O banco francês BPCE –proprietário do Novobanco após a compra de 6,4 mil milhões de euros a 13 de junho – está a realizar a primeira emissão europeia de obrigações dedicadas ao financiamento da defesa, numa operação que captou mais de 2,7 mil milhões de euros em ordens, cerca de 3,6 vezes mais do que os 750 milhões de euros pretendidos.
A emissão do BPCE representa um momento de viragem na forma como a Europa financia as suas necessidades militares. Trata-se da primeira “European Defence Bond” criada ao abrigo da nova metodologia desenvolvida pela Euronext, funcionando de forma semelhante às obrigações verdes, mas com os fundos direcionados para empresas militares em vez de projetos ambientalmente sustentáveis.
Esta iniciativa surge num contexto de mudança radical de atitude face ao financiamento da indústria de defesa desde a invasão russa da Ucrânia em 2022. Maureen Schuller, da ING Groep, em declarações à Bloomberg, afirma que “o compromisso de utilização dos fundos reflete a gigantesca tarefa que a Europa tem pela frente”, prevendo que “veremos mais emissões deste tipo, com os bancos a apoiar o financiamento das ambições de defesa da Europa”.
As obrigações têm a duração de cinco anos e serão emitidas com uma yield equivalente a um spread de 85 pontos base acima dos mid-swaps (que situam-se atualmente nos 2,3%), ficando assim abaixo das expectativas iniciais de 105-110 pontos base, demonstrando a forte procura dos investidores. Significa que este empréstimo obrigacionista terá um custo anual médio de 3,15%.
O papel do BPCE, liderado por Nicolas Namias, nesta operação não é uma total surpresa. Numa recente apresentação aos investidores, o banco francês revelou que “apoia ativamente o setor de Defesa e Segurança”, notando ainda que, nos últimos três anos, “aumentou o seu compromisso com o financiamento da indústria em 2,5 vezes e com o financiamento das exportações de produtos de defesa franceses em mais de sete vezes.” Isto significa que “o BPCE tem luz verde para financiar a defesa sem qualquer crítica”, refere Luke Hickmore, da Aberdeen.

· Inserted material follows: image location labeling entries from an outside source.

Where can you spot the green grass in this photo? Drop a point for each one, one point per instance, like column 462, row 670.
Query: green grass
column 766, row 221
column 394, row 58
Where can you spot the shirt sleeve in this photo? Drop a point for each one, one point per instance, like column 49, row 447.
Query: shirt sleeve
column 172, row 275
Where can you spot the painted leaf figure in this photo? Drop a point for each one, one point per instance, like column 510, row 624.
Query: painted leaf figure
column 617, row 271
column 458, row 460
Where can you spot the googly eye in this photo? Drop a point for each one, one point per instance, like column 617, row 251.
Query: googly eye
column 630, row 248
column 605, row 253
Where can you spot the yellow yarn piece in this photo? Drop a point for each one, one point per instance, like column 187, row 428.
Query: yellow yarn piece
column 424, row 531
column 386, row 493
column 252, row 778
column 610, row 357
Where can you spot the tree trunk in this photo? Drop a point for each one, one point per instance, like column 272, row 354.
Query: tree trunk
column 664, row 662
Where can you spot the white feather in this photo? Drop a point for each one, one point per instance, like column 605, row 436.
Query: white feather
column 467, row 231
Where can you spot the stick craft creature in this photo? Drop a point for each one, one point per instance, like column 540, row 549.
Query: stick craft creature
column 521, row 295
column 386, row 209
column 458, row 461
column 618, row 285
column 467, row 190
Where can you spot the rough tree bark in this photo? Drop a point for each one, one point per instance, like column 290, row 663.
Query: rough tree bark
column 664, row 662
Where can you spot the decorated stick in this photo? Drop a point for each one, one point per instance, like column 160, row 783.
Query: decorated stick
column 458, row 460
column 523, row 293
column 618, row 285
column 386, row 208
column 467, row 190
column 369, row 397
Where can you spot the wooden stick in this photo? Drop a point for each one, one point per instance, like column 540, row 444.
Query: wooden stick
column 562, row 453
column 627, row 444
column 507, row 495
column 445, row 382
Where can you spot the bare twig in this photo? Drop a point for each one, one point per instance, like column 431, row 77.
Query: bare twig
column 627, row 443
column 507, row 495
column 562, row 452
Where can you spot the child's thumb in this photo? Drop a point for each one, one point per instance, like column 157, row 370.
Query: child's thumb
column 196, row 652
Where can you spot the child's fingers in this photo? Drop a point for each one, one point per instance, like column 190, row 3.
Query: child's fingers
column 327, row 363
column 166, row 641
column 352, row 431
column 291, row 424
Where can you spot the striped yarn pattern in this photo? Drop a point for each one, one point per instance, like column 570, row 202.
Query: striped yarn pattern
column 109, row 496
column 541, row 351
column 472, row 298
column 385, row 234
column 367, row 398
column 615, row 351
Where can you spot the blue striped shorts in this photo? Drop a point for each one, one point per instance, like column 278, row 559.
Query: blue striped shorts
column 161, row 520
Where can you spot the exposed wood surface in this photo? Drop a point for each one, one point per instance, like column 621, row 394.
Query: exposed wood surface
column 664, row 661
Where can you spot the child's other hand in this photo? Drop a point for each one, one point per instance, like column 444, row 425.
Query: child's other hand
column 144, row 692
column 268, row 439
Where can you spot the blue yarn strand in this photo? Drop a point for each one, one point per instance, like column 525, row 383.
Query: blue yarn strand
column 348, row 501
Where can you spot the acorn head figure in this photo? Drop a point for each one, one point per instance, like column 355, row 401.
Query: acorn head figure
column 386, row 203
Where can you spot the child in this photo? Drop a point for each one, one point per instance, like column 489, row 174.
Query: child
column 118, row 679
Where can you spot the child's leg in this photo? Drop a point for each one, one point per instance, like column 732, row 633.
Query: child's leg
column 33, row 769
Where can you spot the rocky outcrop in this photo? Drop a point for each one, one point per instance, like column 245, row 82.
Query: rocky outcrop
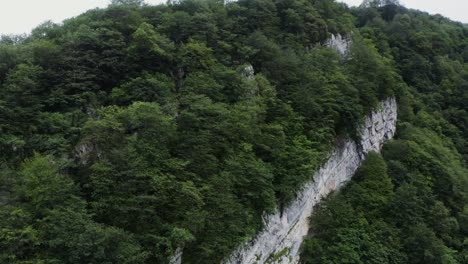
column 339, row 43
column 284, row 232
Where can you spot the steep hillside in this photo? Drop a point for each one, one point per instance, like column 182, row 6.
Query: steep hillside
column 131, row 131
column 411, row 205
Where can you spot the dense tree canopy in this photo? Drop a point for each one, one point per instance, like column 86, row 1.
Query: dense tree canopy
column 130, row 131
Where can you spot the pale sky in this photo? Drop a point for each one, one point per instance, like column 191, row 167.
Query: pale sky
column 21, row 16
column 454, row 9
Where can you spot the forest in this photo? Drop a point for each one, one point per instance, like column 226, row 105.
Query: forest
column 134, row 130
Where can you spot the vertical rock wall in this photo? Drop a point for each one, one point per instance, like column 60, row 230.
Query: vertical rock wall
column 284, row 232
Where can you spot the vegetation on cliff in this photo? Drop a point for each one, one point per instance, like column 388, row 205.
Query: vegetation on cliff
column 411, row 206
column 130, row 131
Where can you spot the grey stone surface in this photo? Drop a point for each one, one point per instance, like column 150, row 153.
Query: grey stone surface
column 284, row 232
column 339, row 43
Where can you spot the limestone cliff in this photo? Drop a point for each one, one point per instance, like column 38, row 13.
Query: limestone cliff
column 284, row 232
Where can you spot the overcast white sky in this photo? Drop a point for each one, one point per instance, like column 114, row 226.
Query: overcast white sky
column 20, row 16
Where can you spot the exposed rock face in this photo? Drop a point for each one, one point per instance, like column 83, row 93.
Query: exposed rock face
column 283, row 233
column 249, row 72
column 177, row 257
column 339, row 43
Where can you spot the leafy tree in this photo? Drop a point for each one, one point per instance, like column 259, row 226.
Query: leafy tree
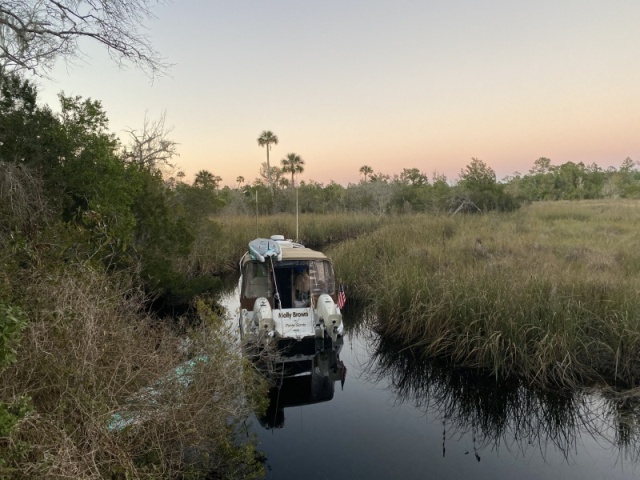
column 541, row 165
column 265, row 139
column 205, row 179
column 293, row 164
column 478, row 188
column 413, row 176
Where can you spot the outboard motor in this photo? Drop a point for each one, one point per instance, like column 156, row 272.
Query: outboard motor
column 328, row 311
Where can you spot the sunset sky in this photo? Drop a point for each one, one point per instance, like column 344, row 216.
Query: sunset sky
column 405, row 84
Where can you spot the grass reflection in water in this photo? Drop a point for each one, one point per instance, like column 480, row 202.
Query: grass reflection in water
column 507, row 414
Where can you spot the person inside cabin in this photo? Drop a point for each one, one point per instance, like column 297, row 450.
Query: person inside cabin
column 302, row 284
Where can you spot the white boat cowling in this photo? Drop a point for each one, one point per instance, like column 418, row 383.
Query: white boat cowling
column 263, row 316
column 328, row 311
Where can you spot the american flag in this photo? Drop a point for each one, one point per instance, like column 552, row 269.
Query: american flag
column 342, row 298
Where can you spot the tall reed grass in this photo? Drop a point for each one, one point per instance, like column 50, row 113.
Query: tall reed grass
column 227, row 242
column 549, row 294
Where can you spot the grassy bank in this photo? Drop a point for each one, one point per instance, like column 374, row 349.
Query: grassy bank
column 90, row 356
column 550, row 294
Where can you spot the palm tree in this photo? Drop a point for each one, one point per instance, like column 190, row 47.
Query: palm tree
column 265, row 139
column 294, row 164
column 366, row 170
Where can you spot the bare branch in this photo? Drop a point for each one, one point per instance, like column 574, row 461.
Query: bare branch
column 34, row 33
column 151, row 147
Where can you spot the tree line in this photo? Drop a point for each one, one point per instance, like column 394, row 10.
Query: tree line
column 475, row 190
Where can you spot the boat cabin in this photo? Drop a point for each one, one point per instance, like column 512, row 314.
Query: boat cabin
column 301, row 275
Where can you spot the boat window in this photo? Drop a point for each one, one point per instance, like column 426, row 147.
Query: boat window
column 322, row 278
column 256, row 280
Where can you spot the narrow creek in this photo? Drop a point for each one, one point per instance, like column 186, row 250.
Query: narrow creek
column 391, row 417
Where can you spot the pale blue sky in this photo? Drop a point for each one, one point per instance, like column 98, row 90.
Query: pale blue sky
column 424, row 84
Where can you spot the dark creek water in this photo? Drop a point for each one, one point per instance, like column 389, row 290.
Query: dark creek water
column 389, row 416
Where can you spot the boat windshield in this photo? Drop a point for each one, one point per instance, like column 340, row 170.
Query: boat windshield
column 256, row 281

A estrutura desenvolvida pela Euronext para estas obrigações aponta para que, para serem elegíveis, os emitentes devem estar estabelecidos em territórios da área económica europeia, países associados com acordos de cooperação formal com a União Europeia, ou países com parcerias bilaterais de segurança e defesa.
Os fundos obtidos destas emissões obrigacionistas podem financiar atividades como investigação e desenvolvimento de sistemas de defesa, fabrico de equipamento militar, ciberdefesa, sistemas de vigilância e inteligência, desenvolvimento de infraestruturas essenciais à defesa, logística militar e proteção civil. Estão expressamente excluídas empresas envolvidas no desenvolvimento de armas proibidas e nucleares não conformes com o tratado de Não-Proliferação de Armas Nucleares.